I really need to write up something about my grandparents for the memorial next month. And I'm having a hard time getting started. So here are fragments:

All about food: in the house in Woods Hole, I remember Pepperidge Farm molasses bread, removed from the toaster with toast tongs. Portugese bread. Being asked if we wanted a glass of bitter lemon (I suppose they used it in a cocktail but I don't know what - we found some in the Kronig's on the Vineyard this summer and it's very bitter!) Being invited to have a "chocolate covered" (Eskimo pie) after dinner. Hamburger zucchini for dinner and the accompanying story of smart-mouthed Toby who when asked "do you want to sauce on top or beside" replied "underneath."

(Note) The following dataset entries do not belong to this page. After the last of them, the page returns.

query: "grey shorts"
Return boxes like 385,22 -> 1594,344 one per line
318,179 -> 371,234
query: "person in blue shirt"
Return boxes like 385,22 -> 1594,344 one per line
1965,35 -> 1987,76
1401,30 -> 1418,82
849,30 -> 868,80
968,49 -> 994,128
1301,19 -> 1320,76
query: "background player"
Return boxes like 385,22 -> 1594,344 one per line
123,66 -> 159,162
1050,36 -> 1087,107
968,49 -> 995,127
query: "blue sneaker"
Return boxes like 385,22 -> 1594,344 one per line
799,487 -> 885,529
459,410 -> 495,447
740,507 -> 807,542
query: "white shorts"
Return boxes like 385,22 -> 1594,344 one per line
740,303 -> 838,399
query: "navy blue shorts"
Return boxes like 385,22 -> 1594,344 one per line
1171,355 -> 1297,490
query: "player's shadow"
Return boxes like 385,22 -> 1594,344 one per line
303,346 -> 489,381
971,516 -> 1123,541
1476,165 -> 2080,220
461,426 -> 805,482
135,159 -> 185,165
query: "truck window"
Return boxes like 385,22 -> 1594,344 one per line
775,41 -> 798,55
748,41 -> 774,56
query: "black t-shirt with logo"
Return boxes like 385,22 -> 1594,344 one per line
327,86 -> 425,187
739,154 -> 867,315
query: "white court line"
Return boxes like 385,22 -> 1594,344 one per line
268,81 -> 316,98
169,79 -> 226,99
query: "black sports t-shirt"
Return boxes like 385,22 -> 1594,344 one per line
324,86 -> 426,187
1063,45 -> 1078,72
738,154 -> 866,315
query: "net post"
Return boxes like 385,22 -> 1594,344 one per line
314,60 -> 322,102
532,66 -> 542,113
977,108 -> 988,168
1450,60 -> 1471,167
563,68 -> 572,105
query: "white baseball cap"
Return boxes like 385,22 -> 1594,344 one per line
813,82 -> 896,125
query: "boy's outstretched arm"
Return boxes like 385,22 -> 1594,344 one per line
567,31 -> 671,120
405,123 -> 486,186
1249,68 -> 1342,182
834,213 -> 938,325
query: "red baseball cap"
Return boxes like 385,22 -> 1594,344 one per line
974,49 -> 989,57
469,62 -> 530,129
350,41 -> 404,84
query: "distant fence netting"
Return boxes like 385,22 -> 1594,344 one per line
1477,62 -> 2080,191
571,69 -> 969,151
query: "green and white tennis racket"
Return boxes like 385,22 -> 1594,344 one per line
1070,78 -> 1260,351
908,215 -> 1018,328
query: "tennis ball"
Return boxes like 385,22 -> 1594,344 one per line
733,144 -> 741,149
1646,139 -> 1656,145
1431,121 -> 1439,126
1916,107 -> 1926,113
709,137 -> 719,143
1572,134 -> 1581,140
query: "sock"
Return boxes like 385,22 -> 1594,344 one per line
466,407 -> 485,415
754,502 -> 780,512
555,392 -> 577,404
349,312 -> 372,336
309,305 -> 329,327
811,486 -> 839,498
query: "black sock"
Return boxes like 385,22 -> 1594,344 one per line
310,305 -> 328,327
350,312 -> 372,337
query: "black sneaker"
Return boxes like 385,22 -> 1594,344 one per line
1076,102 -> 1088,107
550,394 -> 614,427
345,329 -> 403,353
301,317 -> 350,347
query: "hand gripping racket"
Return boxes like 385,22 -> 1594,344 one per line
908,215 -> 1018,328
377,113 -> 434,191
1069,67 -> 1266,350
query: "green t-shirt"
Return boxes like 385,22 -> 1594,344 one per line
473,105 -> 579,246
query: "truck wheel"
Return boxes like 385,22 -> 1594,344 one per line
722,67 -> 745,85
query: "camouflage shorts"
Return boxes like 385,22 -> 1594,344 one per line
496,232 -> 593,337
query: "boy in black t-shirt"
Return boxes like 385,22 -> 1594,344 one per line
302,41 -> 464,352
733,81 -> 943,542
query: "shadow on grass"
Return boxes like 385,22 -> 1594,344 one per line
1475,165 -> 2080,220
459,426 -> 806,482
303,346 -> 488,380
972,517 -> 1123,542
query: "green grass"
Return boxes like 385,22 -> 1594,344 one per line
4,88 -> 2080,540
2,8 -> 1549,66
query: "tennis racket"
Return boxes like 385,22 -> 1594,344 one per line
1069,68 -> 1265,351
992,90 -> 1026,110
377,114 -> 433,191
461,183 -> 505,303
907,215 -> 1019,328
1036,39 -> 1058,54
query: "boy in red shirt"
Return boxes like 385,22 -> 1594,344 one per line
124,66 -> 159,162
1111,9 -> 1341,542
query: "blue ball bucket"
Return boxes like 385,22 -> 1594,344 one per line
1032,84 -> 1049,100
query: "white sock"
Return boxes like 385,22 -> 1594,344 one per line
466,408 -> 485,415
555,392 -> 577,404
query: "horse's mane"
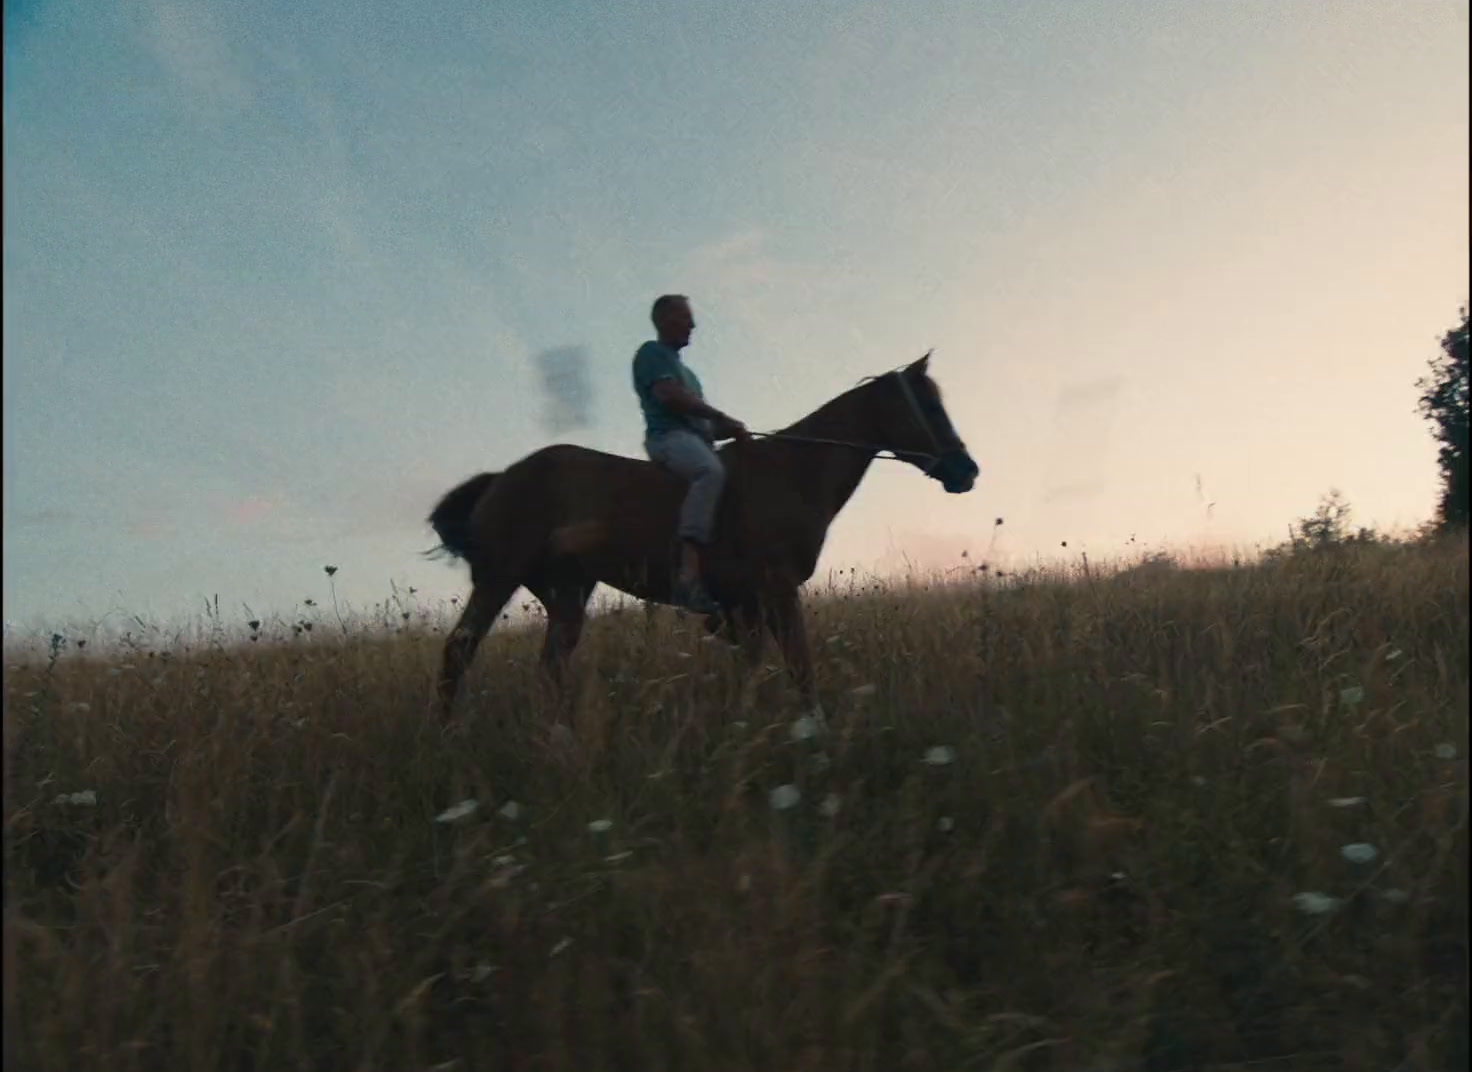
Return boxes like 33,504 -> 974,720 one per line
778,363 -> 919,436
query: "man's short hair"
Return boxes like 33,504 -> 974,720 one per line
651,294 -> 689,327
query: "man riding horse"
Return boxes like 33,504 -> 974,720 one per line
428,309 -> 980,717
633,294 -> 750,614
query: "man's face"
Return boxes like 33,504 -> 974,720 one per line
659,301 -> 695,349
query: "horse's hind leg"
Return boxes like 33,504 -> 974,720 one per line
436,572 -> 519,718
529,576 -> 592,688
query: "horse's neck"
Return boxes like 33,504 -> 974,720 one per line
777,388 -> 879,520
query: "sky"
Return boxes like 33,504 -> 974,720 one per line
4,0 -> 1469,636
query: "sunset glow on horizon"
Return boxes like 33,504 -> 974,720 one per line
4,0 -> 1468,634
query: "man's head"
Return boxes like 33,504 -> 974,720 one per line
651,294 -> 695,350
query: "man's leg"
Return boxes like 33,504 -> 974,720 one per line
648,431 -> 725,602
678,540 -> 702,585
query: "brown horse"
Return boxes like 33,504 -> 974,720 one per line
427,352 -> 979,715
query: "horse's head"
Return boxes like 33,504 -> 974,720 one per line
870,353 -> 979,494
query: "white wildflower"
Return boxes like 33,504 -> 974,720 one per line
769,784 -> 801,811
1386,648 -> 1404,662
587,818 -> 614,834
53,790 -> 97,807
1339,685 -> 1365,708
921,745 -> 956,766
487,857 -> 526,889
1341,842 -> 1379,865
496,801 -> 522,821
550,937 -> 573,957
1293,891 -> 1342,915
790,715 -> 822,742
819,793 -> 842,817
1433,743 -> 1457,760
435,799 -> 479,824
1327,796 -> 1367,808
936,816 -> 955,832
849,683 -> 877,697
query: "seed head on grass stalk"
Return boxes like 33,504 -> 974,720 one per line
323,565 -> 348,635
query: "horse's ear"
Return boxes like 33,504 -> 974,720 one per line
907,350 -> 933,376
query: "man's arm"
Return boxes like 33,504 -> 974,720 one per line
651,380 -> 728,423
651,381 -> 750,440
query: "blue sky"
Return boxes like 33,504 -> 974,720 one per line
4,0 -> 1469,634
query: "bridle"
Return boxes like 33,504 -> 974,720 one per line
748,352 -> 956,475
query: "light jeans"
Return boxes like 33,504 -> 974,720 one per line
645,429 -> 726,545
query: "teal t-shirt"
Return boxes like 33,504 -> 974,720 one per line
632,340 -> 712,440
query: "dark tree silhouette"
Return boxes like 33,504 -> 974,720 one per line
1417,308 -> 1469,530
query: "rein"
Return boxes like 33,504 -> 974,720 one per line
746,430 -> 935,466
744,355 -> 949,472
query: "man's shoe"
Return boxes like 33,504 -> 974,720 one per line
673,577 -> 720,615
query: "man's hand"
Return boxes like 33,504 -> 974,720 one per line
718,417 -> 752,442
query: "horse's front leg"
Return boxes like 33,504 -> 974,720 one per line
761,588 -> 816,708
700,598 -> 762,659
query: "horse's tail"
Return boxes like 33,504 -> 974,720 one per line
425,472 -> 500,561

George I remember as a gentle man - when Toby told a story of him cursing at bad drivers on car trips I was so shocked! He was so intelligent and so intellectual in his approach to the world that I think he was a bit inscrutable to children. When I was perhaps 13 he asked me in all seriousness to explain to him what the appeal of rock music was - and really, he wanted a music theory/cultural theory answer, which I was unable to provide. (I could do better now, though I'm still not musical). He was impossible to defeat at scrabble, and threw awry a game of dictionary at Phoebe and Steve's in Brighton because he kept knowing every obscure word we could find in their weighty dictionary. (He is the coiner of a word in the OED - a scientific term - and right now I forget what it is - must ask Toby.) But not intelligent in a fierce or competitive way - more in an otherworldly, abstracted way. Yet, of course, very willing to roughhouse with small children. I feel remiss in my memories of him since so many are from after I came out from the darkness of adolescence, at which point his Parkinson's was pretty well advanced. I don't feel the adult me knew the fully functioning him.

Going to the beach, coming home wet and sticky with sand and sitting on a big plastic sheet in the back of George's Rabbit, then bathing in the big clawfoot tub. The magical day when we came home from the beach to a surprise birthday party (I was turning 4). Every time we went to the beach in August after that (our birthdays all early September) I wished for another party. Yellow cake, white frosting, gumdrops.
flea: (Default)
2004-08-27 08:10 pm

Thank you Oliver Sacks

I have wondered about this for many many years, asked the b.org hivemind once, and before that the Sayers list I frequented, two of the most erudite gatherings I have ever encountered, and nobody knew. And then Sacks just drops it in to his recent New Yorker essay:

"Sometimes, as one is falling asleep, there may be a massive, involuntary jerk - a myloconic jerk - of the body. Thogh such jerks are generated in primitive parts of the brain stem (they are, so to speak, brain-stem reflexes), and as such are without any intrinsic meaning or motive, they may be given meaning and context, turned into acts, by an instantly improvised dream. Thus the jerk may be associated with a dream of tripping, or stepping over a precipice, lunging forward to catch a ball, and so on. Such dreams may be extremely vivid, and have several "scenes." Subjectively, they appear to start before the jerk, and yet preumably the enitre dream mechanism is stimulated by the first, preconscious perception of the jerk. All of this elaborate restructuring of time occurs in a second or less."

My myloconic jerk dreams are usually stairs, occasionally stepping off a curb.

Also, in flea trivia, celebrity name-dropping division, I once served dinner to Oliver Sacks, when he lectured at my college. He asked what the fish on the plate was, and I had to go ask, and the cook said "molly molly" which I repeated, and Sacks looked perplexed then came up with "mahi mahi." And I felt dumb (I'd never heard of it.)